20

How can I show progress, bar or percentage, when unzipping large files?

unzip zipfile.zip does not show any progress info?

muru
  • 207,228
JPX
  • 452

6 Answers6

27

Without installing anything else, the easiest way is to have it print a dot for every file that is extracted or processed using awk.

unzip -o source.zip -d /destDirectory | awk 'BEGIN {ORS=" "} {print "."}'

If it is a large zip file, then you can elect to print a dot for every 10th or 20th file like this:

unzip -o source.zip -d /destDirectory | awk 'BEGIN {ORS=" "} {if(NR%10==0)print "."}'

Just change the "10" in the NR%10 piece to whatever increment you want.

Alternately, you can install the pv command, which doesn't work really well with unzip, but gives a one liner view that is not totally terrible.

Install pv:

sudo apt install pv

Unzip with pv:

unzip -o source.zip -d /destDirectory | pv -l >/dev/null

This shows output that looks like this:

28.2k 0:00:03 [9.36k/s] [        <=>                       ]

Because of the way that zip files are processed though, it will not show a progress bar in a meaningful way like we would wish.

dessert
  • 40,956
Scott
  • 371
  • 3
  • 4
16

Another alternative to show the zip/unzip progress is to use the program 7zip.

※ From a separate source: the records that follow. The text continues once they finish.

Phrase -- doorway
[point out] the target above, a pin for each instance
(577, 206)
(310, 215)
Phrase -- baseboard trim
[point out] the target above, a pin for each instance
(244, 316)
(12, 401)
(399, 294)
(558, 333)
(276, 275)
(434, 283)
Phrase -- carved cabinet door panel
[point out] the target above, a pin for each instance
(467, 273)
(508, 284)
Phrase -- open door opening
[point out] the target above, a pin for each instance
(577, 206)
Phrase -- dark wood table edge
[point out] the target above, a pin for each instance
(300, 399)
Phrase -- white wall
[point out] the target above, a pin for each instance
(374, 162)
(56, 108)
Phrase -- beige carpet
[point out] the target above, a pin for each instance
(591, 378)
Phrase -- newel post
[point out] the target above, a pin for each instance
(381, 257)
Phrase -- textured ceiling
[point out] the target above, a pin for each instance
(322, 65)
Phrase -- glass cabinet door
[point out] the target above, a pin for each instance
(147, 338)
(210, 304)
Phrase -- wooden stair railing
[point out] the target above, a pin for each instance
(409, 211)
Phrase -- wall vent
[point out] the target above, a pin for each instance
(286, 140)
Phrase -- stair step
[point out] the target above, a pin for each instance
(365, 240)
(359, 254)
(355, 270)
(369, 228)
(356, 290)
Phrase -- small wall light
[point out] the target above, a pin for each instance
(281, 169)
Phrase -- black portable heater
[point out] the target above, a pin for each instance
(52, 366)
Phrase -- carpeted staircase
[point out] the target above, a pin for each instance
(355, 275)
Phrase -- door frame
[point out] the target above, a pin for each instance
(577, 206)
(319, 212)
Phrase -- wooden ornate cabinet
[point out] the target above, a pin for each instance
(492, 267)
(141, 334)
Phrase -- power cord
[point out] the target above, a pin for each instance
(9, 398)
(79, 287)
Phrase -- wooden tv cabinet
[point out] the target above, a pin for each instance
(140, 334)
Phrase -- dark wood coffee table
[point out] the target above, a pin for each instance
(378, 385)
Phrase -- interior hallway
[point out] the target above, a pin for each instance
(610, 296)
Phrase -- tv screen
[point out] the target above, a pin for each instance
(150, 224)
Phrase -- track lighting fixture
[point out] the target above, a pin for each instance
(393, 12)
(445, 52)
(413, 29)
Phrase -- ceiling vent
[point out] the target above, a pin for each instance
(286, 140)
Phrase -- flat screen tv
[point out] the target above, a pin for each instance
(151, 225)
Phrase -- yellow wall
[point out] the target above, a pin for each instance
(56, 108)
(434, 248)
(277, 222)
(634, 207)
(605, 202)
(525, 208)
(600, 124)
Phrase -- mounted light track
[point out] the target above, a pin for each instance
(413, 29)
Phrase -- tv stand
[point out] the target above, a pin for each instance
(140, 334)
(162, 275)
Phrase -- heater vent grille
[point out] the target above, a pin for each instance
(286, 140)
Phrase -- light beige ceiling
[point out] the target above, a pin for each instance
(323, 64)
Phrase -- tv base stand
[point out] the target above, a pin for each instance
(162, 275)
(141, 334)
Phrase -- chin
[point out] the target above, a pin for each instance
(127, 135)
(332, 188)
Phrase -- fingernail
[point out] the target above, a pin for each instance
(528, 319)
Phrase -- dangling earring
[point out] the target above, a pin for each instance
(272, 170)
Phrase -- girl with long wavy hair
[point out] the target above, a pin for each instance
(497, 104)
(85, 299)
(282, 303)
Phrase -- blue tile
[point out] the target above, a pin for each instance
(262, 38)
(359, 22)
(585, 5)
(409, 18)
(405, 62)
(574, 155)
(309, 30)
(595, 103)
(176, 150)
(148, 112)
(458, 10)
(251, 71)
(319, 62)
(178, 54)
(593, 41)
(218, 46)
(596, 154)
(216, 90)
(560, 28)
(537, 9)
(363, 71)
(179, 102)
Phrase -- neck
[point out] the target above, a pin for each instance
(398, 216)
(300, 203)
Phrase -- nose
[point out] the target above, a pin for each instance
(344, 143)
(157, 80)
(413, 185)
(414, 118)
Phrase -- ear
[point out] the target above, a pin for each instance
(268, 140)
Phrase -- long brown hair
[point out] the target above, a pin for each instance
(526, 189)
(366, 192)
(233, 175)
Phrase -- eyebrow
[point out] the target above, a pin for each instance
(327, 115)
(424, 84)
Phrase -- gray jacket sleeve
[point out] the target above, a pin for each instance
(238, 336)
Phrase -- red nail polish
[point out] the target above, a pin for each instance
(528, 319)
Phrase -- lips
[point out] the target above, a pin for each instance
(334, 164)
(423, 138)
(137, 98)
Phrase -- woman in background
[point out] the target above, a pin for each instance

In the latest version 16.02 (published 2016-05-21) it shows the progress as percentage.

The p7zip packages for version 16.02 are available in the Ubutuntu repository since release artuful/16.10. Older Ubuntu releases have only p7zip version 9.20.1 without progress indicator in the repository. I manually installed the pzip 16.02 version in Ubuntu xenial/16.04 from the bionic repository, there seems to be no other dependencies (p7zip, p7zip-full and p7zip-rar).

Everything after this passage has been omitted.